Engineers without the proper background “just want to get a container running,” he said. “They don’t want to be bombarded by a lot of deeper system-engineer concepts. Large companies are constantly coming to me to ask whether Google will support them in their efforts to get Kubernetes running. But no company has emerged as a pure-play Kubernetes (support) company. They’re either tying Kubernetes to a specific operating-system distribution, or to a specific cloud-provider implementation, or to a specific platform-as-a-service opinion or philosophy.”

That doesn’t suit most companies he encounters, he said.

“The vast majority are looking for something highly decoupled. They are still not sure what cloud provider they want to use, they’re still making decisions around which operating system they want to use. It became clear to Joe and me that there’s a gap we’d like to fill, which is providing this very neutral, open, community-friendly company to continue to evolve the agenda we started when were were inside Google. . . . We can create the right set of abstractions to make Kubernetes easier to understand, use and get up and running. When you start applying Kubernetes to larger and larger companies, there’s going to be gaps that need to be filled, and that’s where a lot of product opportunities are going to be.”

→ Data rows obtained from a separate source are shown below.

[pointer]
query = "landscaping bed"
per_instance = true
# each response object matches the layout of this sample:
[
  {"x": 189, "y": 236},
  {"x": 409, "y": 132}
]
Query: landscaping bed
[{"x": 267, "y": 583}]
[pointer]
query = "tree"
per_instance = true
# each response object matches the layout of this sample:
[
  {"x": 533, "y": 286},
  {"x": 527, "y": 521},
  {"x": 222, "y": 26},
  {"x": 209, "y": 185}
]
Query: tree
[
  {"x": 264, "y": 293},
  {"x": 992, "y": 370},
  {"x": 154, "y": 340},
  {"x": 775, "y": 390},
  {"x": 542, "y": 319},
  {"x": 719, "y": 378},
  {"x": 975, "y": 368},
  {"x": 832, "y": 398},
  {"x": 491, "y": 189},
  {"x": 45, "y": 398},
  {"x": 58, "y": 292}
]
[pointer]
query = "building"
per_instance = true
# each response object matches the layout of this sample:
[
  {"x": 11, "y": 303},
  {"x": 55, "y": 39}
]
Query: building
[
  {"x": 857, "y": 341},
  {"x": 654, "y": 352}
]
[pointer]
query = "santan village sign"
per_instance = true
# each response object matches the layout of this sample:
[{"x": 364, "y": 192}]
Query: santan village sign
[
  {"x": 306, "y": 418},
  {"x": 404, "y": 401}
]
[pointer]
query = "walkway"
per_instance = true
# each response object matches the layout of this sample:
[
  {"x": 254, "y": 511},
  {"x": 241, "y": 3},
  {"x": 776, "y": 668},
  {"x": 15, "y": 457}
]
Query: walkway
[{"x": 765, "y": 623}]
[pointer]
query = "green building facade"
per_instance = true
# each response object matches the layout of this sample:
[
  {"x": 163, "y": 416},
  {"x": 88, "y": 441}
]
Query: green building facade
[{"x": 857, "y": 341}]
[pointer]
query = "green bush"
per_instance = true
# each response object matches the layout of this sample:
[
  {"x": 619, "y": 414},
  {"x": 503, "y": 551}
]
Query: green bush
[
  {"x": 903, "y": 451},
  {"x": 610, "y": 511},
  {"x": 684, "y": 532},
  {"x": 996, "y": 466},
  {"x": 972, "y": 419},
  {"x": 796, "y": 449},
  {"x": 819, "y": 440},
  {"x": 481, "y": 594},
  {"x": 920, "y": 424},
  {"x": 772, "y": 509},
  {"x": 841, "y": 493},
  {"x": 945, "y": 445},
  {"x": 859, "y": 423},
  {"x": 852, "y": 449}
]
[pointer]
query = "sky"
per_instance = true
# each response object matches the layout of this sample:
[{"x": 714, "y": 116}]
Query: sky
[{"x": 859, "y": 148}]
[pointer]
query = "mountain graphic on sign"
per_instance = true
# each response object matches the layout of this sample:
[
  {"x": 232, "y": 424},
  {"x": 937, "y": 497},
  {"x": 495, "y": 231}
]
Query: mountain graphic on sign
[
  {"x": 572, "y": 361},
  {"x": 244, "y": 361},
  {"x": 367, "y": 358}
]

Heptio is emphatically a software company, though it will provide consultation as well, the exec said.

logo“By far the highest level of appetite right now for most enterprises is around getting simple support to get Kubernetes up and running,” McLuckie said.

Education also seems part of their goal, and they’ll stress it’s important to see Kubernetes as more than simply a way of dealing with containerized apps, said Beda, Heptio’s CTO.

“The larger thrust is the idea of ‘cloud native,’ which we see as a state of mind, a way to approach technology problems and to build relationships between development and operations teams. So much in our industry over-rotates on containers specifically, when in reality they are part of a bigger picture.”

Added McLuckie, “Containers are just the first step toward a much more robust way of living with the technology you create. Not just designing, architecting and deploying it but operating it, molding it, living with change and making sure it’s solving your business problems. There’s so much more to be done to actually make organizations radically more efficient in how they serve their businesses, and that’s what our mission really is.”

McLuckie and Beda chose to create Heptio in Seattle because the former Microsofties are both “in love with Seattle” and there’s a large pool of system engineers to choose from as the company scales up. “It’s so hard to find great systems-engineering talent in the Bay Area, and it’s in such abundance here because of Amazon and Microsoft,” McLuckie said.